Marco Pierre White has claimed women are too ’emotional’ to become professional chefs. Which is, of course, a truly flabbergasting remark from a man known for his fiery temper.
Indeed, during the early years of his career, White was reportedly prone to booting patrons from his restaurant completely if he didn’t like what they had to say.
As someone who once famously reduced a young Gordon Ramsay to tears, White made his name as someone who regularly brings his white hot fury into the kitchen. He is, in short, someone you might describe as a bit emotional.
The 57-year-old chef, restaurateur and TV personality made these gobsmacking remarks during an interview with The Irish Independent, where he claimed men were simply better suited to handling the heat of life in the kitchen.
Speaking with female writer Niamh Horan, White let rip about his views on women chefs, with a series of daft comments I really wish we could all just send back to the kitchen for a full refund:
The real positive with men is that men can absorb pressure better, that’s the main difference, because they are not as emotional and they don’t take things personally.
Look at the size of some of the pans you are carrying.

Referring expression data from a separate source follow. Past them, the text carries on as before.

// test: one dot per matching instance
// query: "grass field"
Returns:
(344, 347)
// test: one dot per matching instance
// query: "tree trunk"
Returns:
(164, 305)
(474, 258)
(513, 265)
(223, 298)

Can you imagine you’re a lady in the kitchen and saying: ‘Will you carry that pan for me?’ You don’t want to say that, do you? So men are physically stronger and they can absorb the pressure of the kitchen better.
For aspiring female chefs, it must be genuinely disheartening to see an icon who is idolised by so many in the field turn a skewer to their dreams and ambitions.
Fortunately, plenty of top names in the culinary world have called White out on his archaic views, showing there is support within the industry for tough, talented women in the kitchen.
Sally Abe, head chef at the Michelin-starred The Harwood Arms, told Big Hospitality:
For me it’s not about sex, it’s about people. It’s not about looking at someone with preconceptions of what they can and can’t do, it’s giving them a chance and letting them prove themselves.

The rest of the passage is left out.